A AMAS (Associação dos Moradores e Amigos de Sobradinho de Minas) divulgou uma circular na rede social, se posicionando contrária, citando os seus motivos e também solicitando esclarecimentos ao prefeito Tomé Alvarenga sobre a municipalização da escola estadual.

 

De acordo com a AMAS, “A municipalização pode parecer atrativa em um primeiro momento devido à transferência de recursos do FUNDEB, mas a distribuição de recursos não será proporcional ao aumento do número de estudantes”.

 

A Associação faz uma série de questionamentos e esclarece, “Vale ressaltar que o quadro da educação em Minas Gerais é gravíssimo: o governador Zema não cumpriu o dispositivo constitucional de investimento mínimo de 25% da receita própria do Estado, deixando de investir 5 bilhões na educação. Outro dado alarmante é a evasão de mais de 180 mil estudantes nos últimos dois anos”.

 

Segundo informações recebidas pelo Jornal São Tomé Online por parte de um dos membros da AMAS, a circular publicada por este jornal (abaixo) foi “misteriosamente” deletada, juntamente com a página da Associação na rede social Facebook.

 

Até o momento, o prefeito não se manifestou sobre o assunto.

 

Publicamos o Manifesto da AMAS na íntegra, a seguir.

 

Manifesto Contra a Municipalização da Escola Estadual do Sobradinho

 

Está em curso uma política do Governo Estadual para municipalizar as séries do Ensino Fundamental que hoje são de competência do Estado. Os municípios tem que avaliar sua aderência ou não ao projeto. Nós da AMAS viemos pedir esclarecimento ao Prefeito Alvarenga sobre seu posicionamento diante dessa questão. De antemão declaramos que somos contra essa medida pois a entendemos como um retrocesso na educação que impactará a formação de nossas crianças e jovens.

 

A municipalização pode parecer atrativa em um primeiro momento devido à transferência de recursos do FUNDEB, mas a distribuição de recursos não será proporcional ao aumento do número de estudantes. Por isso perguntamos, caso a prefeitura acate a medida:

 

1- De onde virá o recurso para que seja feita a municipalização?

 

2- A prefeitura tem estrutura para lidar com o aumento de estudantes e arcar com essas mudanças a curto e longo prazo?

 

3- Qual o planejamento da prefeitura para os trabalhadores da educação que virão da rede estadual? Há como remanejar todos?

 

4- Quais as propostas para uma transição entre os currículos, planos pedagógicos e afins, de forma que não afete negativamente os estudantes?

 

Esse processo está sendo feito às pressas por todo o Estado, cerceando a participação da comunidade, das escolas e seus profissionais em uma decisão que impactará e muito a população.
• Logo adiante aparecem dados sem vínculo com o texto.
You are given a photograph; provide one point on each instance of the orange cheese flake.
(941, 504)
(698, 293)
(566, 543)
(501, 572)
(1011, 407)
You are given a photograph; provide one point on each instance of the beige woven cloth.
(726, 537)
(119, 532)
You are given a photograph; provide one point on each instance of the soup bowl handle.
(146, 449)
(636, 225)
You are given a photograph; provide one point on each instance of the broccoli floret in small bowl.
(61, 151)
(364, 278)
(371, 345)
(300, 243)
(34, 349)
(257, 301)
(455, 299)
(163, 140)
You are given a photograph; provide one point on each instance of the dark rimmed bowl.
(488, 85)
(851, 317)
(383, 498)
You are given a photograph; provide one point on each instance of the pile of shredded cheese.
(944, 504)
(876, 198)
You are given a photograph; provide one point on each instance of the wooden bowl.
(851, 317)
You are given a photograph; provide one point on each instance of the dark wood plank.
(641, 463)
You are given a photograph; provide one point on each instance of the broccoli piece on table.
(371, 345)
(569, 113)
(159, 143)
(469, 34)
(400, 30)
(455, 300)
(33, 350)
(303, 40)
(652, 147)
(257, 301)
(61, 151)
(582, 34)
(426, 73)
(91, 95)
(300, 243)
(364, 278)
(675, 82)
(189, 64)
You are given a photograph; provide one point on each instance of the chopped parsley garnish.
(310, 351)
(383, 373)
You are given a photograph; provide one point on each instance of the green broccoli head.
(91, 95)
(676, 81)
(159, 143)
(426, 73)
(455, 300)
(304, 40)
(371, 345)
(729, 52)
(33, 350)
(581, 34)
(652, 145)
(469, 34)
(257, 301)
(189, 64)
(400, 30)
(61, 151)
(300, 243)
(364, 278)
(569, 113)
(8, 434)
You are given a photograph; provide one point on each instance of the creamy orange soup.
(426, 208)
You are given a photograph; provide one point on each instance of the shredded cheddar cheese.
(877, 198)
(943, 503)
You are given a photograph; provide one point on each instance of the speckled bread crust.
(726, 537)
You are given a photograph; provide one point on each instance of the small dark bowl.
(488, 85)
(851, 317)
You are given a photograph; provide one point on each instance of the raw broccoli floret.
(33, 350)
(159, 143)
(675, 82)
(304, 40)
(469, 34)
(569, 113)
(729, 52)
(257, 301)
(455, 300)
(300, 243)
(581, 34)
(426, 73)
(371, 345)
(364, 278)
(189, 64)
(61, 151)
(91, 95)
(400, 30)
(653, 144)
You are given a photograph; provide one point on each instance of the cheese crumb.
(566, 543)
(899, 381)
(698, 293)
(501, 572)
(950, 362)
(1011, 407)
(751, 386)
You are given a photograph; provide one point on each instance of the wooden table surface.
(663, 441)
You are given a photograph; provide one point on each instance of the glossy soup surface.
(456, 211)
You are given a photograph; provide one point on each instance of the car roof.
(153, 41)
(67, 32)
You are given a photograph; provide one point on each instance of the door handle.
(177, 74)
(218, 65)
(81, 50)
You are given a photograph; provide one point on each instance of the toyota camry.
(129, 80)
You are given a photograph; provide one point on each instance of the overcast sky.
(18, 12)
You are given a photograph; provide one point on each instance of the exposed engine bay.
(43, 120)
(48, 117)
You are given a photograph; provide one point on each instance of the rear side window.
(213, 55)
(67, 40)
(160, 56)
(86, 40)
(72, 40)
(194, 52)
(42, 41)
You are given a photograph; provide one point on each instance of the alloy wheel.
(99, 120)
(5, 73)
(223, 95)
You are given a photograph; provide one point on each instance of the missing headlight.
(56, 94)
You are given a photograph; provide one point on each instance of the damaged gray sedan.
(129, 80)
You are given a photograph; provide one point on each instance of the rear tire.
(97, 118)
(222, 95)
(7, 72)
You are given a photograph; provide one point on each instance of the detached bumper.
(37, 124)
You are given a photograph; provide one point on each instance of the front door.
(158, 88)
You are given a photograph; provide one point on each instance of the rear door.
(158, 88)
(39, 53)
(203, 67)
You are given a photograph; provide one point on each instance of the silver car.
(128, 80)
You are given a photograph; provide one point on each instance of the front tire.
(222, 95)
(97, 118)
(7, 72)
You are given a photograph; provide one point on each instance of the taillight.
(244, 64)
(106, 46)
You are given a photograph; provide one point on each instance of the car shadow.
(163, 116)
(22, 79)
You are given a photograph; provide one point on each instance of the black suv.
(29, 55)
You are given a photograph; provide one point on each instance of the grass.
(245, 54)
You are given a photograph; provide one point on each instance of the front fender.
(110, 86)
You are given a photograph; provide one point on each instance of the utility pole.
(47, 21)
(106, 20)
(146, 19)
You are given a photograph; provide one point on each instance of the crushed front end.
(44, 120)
Pouco se houve falar sobre o assunto e não acreditamos que seja possível tomar decisões sem um estudo sério sobre a realidade municipal e sem ouvir os maiores afetados nesse processo.

 

Vale ressaltar que o quadro da educação em Minas Gerais é gravíssimo: o governador Zema não cumpriu o dispositivo constitucional de investimento mínimo de 25% da receita própria do Estado, deixando de investir 5 bilhões na educação. Outro dado alarmante é a evasão de mais de 180 mil estudantes nos últimos dois anos.

 

A municipalização deverá acarretar em um desemprego de diversos professores e especialistas da educação, causar uma superlotação nas estruturas municipais e uma precarização do ensino. Esse desemprego afetará a arrecadação municipal, além de afetar o SUS, devido a perda do plano de saúde do servidor estadual (IPSEMG).

 

Nos posicionamos contrários a municipalização por entender seus impactos negativos tanto na economia, na educação e formação das gerações futuras quanto para os trabalhadores da educação.

 

AMAS

Sobradinho de Minas

13/05/2021

 

* Com informações da AMAS.

 

* Com informações da Anky Dog.

 

- Imagens: Divulgação.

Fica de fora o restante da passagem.